Me acurruco frente al hogar y los leños me devuelven el aroma
húmedo del bosque y la magia del fuego me atrapa.
Hay violetas azules de intenso perfume junto a los rosales de
rojo aterciopelado, como sangre, en el jardín de mi madre. Huelo la sangre de
mis rodillas magulladas y el té de malva que ella empapa en algodón, me cura. Y
chupo mi sangre, que es dulce remedio y me mareo en ese olor hipnótico y
azufroso que el monaguillo esparce por Semana Santa. Como me aburro y tengo
hambre, olisqueo la vieja olla de fierro en casa de la abuela. Es el pucherito
de gallina dominguero. Las gallinas picotean en la huerta. El olor penetrante
de albahaca y romero me subyuga ahora, como lo hacen los dulces azahares del
ácido naranjo. Veo la ropa tendida que tiene olor a sol.

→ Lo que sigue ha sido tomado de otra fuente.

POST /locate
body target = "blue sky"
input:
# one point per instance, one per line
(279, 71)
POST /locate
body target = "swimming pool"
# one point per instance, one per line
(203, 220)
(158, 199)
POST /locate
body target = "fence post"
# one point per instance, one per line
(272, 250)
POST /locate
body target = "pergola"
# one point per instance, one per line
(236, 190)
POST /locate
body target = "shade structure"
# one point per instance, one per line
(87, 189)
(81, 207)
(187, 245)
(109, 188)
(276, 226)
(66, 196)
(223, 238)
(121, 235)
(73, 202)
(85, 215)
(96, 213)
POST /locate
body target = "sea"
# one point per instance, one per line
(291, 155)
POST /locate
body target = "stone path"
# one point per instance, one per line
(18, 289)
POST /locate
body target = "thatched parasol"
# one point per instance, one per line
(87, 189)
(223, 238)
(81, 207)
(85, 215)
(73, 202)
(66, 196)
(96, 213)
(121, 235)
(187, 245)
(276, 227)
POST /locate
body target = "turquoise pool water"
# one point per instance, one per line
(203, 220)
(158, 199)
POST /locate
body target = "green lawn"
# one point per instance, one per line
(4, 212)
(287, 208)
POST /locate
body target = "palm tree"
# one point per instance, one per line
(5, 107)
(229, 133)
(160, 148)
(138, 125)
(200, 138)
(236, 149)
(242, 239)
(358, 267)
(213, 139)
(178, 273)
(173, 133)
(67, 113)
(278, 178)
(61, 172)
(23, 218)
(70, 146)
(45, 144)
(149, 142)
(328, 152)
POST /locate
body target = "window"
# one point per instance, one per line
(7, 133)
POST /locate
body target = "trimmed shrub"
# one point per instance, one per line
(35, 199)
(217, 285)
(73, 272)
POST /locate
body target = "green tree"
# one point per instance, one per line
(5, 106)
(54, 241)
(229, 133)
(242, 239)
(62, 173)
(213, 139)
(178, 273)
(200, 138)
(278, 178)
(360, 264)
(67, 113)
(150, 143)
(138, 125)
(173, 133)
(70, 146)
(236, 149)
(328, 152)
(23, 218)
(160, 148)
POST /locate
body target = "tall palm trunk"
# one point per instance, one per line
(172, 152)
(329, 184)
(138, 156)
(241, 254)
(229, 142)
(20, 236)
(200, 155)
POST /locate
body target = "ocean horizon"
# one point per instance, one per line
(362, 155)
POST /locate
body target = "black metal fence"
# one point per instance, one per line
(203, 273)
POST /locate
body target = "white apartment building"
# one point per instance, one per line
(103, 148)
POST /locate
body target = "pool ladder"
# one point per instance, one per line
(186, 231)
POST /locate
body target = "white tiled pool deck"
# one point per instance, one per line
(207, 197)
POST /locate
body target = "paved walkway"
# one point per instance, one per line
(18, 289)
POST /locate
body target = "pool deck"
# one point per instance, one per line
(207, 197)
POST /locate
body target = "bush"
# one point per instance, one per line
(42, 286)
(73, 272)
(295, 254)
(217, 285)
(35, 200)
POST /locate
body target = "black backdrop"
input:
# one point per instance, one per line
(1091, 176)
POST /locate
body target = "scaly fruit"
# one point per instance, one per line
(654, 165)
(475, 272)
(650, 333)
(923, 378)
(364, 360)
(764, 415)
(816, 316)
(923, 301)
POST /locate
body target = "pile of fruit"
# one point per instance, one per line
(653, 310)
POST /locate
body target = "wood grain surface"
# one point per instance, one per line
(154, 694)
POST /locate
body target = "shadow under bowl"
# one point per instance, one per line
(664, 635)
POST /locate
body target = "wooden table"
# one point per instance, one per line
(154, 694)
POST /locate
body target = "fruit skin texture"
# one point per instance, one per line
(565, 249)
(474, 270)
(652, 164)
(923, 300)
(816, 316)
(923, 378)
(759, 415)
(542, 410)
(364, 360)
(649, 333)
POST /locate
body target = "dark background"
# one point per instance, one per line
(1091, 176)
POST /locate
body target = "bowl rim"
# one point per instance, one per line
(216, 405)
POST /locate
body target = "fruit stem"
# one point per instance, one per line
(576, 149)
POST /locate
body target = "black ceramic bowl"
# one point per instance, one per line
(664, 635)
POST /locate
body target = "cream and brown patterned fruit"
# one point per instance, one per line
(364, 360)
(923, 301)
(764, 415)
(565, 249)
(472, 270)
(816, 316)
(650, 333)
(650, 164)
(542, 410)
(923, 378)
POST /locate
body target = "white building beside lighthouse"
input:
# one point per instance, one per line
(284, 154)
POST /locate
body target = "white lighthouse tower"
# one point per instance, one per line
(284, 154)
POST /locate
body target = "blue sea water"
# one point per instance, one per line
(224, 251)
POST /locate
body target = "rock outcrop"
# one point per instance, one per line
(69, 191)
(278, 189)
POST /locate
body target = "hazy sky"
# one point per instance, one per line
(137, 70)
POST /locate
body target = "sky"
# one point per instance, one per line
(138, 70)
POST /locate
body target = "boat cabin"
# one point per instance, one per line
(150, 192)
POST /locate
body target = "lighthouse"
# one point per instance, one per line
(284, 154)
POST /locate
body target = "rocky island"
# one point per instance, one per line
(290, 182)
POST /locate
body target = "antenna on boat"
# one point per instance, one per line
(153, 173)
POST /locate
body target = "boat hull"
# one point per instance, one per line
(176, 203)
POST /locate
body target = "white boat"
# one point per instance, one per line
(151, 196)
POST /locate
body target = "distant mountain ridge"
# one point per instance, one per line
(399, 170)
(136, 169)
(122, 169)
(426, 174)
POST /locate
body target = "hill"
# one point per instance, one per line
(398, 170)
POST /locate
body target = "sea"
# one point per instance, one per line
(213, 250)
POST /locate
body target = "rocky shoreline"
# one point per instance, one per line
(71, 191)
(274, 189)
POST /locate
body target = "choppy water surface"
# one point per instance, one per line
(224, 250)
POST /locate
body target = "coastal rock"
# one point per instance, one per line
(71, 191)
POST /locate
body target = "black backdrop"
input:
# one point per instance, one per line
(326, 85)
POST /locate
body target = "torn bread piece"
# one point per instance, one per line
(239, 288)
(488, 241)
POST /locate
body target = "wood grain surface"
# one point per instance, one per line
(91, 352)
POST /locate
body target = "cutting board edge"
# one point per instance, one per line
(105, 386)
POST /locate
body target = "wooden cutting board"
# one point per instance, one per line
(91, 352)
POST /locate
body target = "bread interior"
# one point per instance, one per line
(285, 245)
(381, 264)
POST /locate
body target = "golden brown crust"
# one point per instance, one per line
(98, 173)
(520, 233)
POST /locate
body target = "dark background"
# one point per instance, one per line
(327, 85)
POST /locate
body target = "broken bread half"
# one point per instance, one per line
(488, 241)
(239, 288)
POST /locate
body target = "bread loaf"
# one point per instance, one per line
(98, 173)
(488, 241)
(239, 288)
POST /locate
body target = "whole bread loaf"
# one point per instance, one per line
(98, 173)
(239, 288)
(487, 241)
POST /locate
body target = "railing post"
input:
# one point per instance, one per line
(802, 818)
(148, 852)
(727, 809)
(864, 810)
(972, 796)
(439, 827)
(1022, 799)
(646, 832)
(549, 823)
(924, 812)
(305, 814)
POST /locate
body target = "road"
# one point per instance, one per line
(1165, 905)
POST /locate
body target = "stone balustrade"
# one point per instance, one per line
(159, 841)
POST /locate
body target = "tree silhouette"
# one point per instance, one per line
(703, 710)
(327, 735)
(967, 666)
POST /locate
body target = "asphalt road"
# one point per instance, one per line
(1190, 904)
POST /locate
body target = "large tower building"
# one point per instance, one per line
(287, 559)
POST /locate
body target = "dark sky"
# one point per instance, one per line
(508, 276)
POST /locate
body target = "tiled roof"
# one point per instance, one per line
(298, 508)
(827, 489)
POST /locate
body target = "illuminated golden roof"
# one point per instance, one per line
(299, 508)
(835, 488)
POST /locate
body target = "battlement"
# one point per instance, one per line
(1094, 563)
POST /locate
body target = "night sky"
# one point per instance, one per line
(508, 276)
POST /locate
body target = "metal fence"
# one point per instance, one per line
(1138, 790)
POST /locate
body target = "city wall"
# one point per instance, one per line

Me subo al paraíso y me fabrico un collar con
hilo que enhebro en los pistilos azules de delicado perfume, para enamorar a
los chicos que juegan a la pelota en el potrero de enfrente.
Más tarde, en el picnic de la primavera, los aromos amarillos
nos seducen y es allí en el bosquecito escondido cuando me estreno con el
primer beso. Suspiros de melisa y atardecer acompañan ese abrazo cálido y
adolescente, cuando vamos hacia el monte de eucaliptus, que refresca. Dejamos
tallado un corazón con iniciales en la corteza del más grande árbol.
Aroma de café. Café con aroma de mujer. Siento en mis narinas
ese perfume añejo del bar de estudiantes, donde ese chico me escribió un poema
en la servilleta. Aún la guardo en la cajita de los recuerdos. Cuando la abro,
unos vahos añejos y amarillentos me hacen fruncir la nariz y me recompongo con
la cintita azul de terciopelo y naftalina.
Un golpe seco en la puerta me sobresalta. Es el viejo que
trae olor a cigarro áspero y ginebra. Sin embargo, nunca olvida dejar sobre la
mesa de la cocina un manojo de margaritas y amapolas que cortó en el camino a
casa, como una disculpa.
Desde el baño vienen agrios vahos de meos y vómitos. Hoy no
cocinaré, lo sé. Es la misma rutina de los días de cobro, cuando los hombres se
reúnen en el boliche del pueblo.
Termino por acomodar los leños que ni se quejan con el fuego
tenue de brasas amodorradas. Dormito y recuerdo. Ya comenzó a nevar.